Ritual value was the first assumption of scientists. They believed that such hats were put on the dead. Inside it was a special oil with an aromatizer. It is likely that the cone-shaped hat is associated with the cult of the Sun (the god Ra) (not for nothing the pyramids also have a sharp end and strive to the sky).
At first, such cones were found in the tombs of wealthy people. But then unsigned graves with well-preserved remains were found. And there – the familiar cone! One was so well-preserved that it was possible to study it.
A common headdress
Late finds are in favor of this theory. The drawings in the cones depict living people, and not just people close to Pharaoh. Such hats, apparently, were even worn by fishermen. Often cones can be seen on the ancient statues.
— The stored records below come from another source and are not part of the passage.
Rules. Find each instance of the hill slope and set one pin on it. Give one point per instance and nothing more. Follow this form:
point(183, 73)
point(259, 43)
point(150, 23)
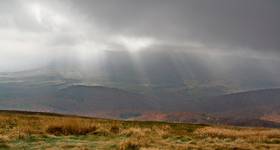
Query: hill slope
point(26, 130)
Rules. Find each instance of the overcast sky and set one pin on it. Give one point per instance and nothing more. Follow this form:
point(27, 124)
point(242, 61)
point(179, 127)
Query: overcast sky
point(34, 33)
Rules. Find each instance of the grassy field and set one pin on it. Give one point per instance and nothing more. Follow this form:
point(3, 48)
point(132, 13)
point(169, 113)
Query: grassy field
point(43, 131)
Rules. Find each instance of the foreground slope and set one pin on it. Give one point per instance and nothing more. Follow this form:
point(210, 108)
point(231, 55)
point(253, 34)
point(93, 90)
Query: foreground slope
point(25, 130)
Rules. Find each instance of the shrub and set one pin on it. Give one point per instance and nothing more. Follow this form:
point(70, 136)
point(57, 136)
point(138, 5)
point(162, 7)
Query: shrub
point(70, 130)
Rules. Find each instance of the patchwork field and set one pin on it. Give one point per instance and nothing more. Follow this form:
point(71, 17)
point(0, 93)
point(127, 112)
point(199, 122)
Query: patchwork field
point(23, 130)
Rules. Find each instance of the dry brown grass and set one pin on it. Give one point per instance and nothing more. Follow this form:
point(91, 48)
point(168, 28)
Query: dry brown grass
point(64, 133)
point(235, 133)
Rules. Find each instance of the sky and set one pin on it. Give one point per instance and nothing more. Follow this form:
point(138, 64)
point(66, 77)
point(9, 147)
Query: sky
point(34, 33)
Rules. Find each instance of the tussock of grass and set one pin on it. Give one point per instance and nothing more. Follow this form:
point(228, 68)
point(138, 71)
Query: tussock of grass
point(27, 131)
point(254, 134)
point(71, 127)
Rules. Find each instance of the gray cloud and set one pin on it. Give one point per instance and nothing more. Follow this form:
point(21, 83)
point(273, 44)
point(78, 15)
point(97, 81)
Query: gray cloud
point(30, 29)
point(241, 23)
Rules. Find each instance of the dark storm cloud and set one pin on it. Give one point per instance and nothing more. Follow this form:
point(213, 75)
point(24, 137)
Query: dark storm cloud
point(252, 24)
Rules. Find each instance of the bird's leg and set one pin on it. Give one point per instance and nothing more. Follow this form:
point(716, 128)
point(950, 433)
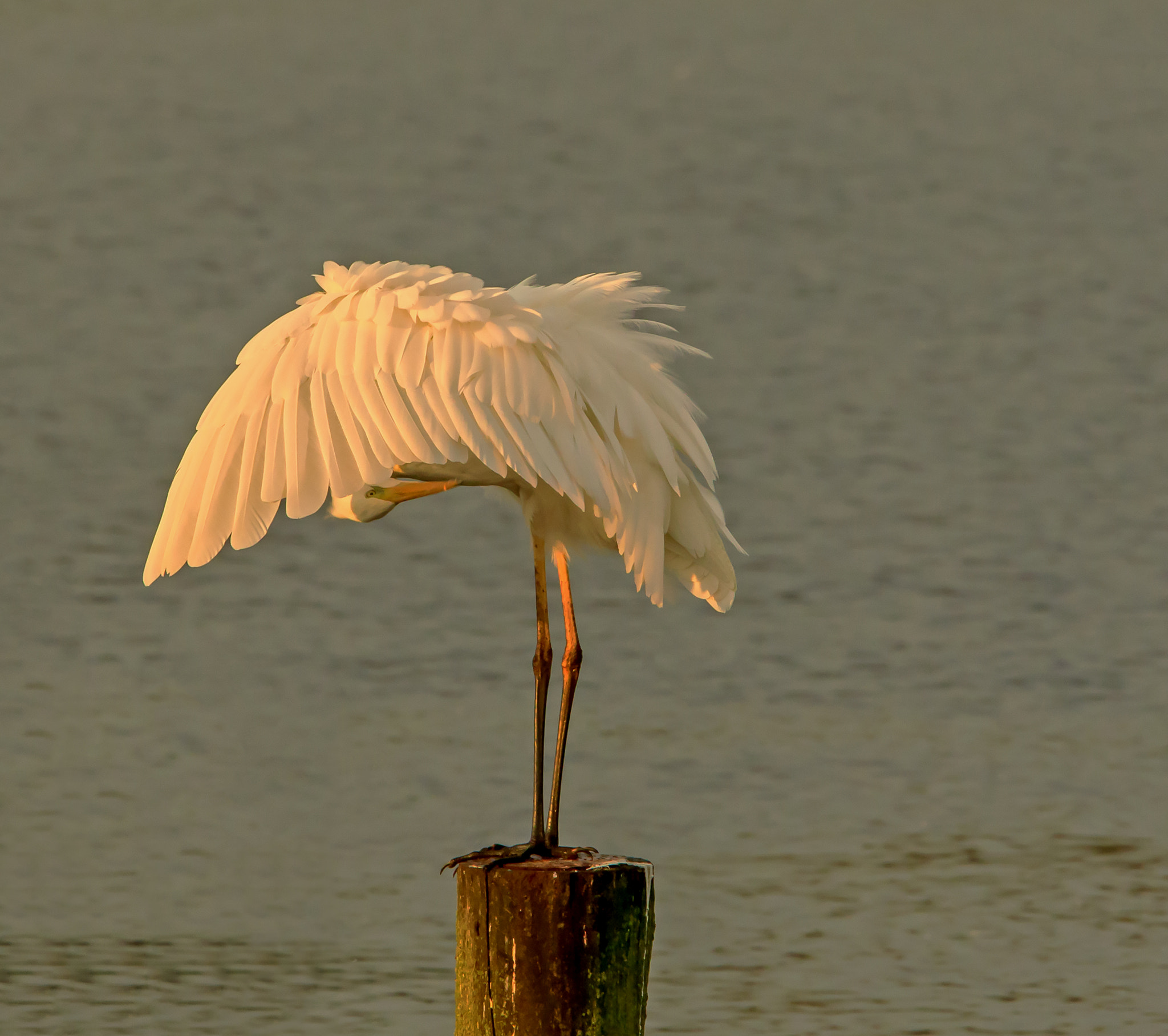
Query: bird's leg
point(541, 663)
point(571, 667)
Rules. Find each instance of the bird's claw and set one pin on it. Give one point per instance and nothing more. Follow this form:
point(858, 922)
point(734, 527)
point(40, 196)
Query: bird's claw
point(499, 853)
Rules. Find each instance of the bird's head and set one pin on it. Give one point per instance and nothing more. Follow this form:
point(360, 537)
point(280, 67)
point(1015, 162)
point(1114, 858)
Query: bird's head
point(372, 503)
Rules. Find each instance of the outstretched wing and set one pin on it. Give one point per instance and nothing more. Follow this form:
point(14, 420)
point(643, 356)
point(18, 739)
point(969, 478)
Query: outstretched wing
point(392, 363)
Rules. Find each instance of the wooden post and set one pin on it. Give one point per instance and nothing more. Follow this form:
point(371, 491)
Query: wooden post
point(554, 948)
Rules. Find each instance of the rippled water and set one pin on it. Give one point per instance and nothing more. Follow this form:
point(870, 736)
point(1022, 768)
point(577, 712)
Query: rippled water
point(914, 783)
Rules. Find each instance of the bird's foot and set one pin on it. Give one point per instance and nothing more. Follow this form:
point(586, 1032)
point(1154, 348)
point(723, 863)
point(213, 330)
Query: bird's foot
point(498, 853)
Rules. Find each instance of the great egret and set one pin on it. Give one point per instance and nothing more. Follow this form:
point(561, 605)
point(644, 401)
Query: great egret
point(398, 381)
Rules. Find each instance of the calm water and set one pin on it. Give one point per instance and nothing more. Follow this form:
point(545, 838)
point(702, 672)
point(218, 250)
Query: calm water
point(914, 783)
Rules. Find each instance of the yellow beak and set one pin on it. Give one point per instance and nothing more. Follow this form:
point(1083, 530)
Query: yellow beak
point(402, 492)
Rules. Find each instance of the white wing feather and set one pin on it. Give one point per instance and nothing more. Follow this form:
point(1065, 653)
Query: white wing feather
point(392, 363)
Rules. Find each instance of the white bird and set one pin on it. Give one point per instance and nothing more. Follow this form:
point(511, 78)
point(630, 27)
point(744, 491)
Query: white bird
point(396, 381)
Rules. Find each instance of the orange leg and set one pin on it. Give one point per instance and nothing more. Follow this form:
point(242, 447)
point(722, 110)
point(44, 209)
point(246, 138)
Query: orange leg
point(571, 666)
point(541, 665)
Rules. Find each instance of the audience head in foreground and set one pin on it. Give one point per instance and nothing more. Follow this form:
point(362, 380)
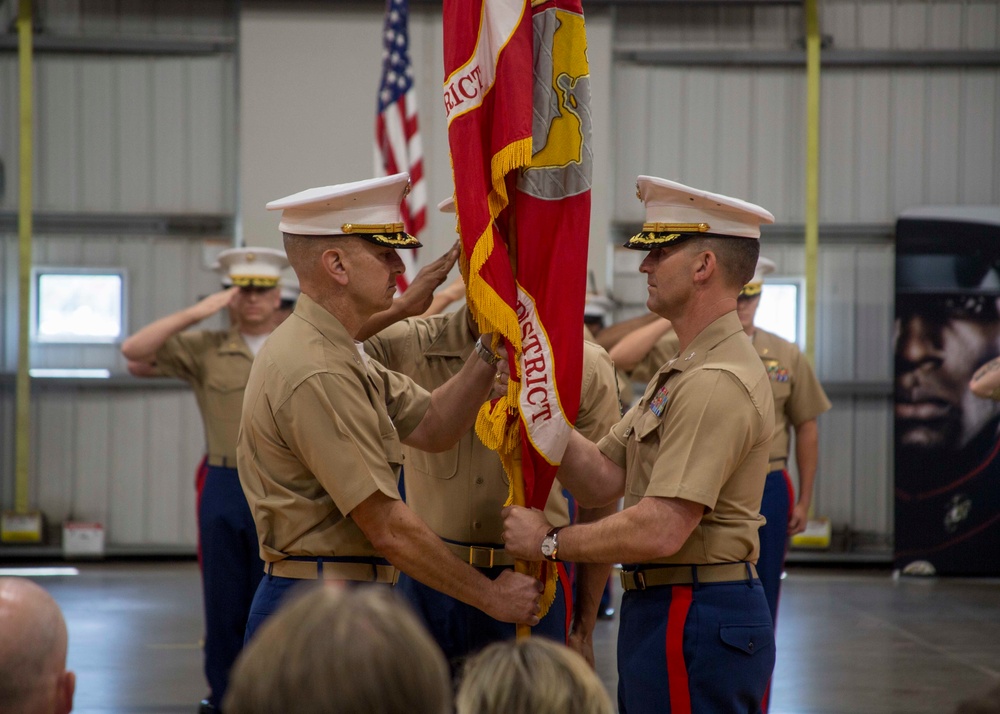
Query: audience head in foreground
point(532, 676)
point(33, 676)
point(335, 650)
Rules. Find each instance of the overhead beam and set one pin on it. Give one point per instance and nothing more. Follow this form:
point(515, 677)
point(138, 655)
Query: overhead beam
point(797, 58)
point(194, 224)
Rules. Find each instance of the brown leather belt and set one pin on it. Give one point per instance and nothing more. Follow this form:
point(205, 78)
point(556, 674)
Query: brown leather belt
point(223, 461)
point(480, 556)
point(312, 570)
point(647, 576)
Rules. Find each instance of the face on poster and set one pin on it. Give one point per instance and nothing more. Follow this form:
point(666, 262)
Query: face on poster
point(941, 339)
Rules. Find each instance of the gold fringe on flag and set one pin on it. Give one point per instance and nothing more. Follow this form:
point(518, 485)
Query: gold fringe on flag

Similar headdresses are traced on sketches from the feasts of the Egyptians. It turns out that this is definitely not a detail of the posthumous attire. So, which version would be the most plausible?
It is more likely that the cap was a common accessory of the Egyptians. It had a symbolic meaning because it was associated with the cult of Ra. Scholars think that the cone symbolized the protected or purified (blessed) state of man. It makes sense that one would go fishing and feasting that way.
At first, it was assumed that the cap was filled with aromatic oils, grease, and wax to create the necessary ritual smells for burial. However, analysis of the samples found did not show anything of the kind. Due to the destruction of the fabric, it is unclear exactly what material was used.
Perhaps the clue is simple and close. The Egyptians were aesthetes, so the cone could serve as a unisex decoration. For now, we wait for new findings and assumptions from scientists about the mysterious headdresses.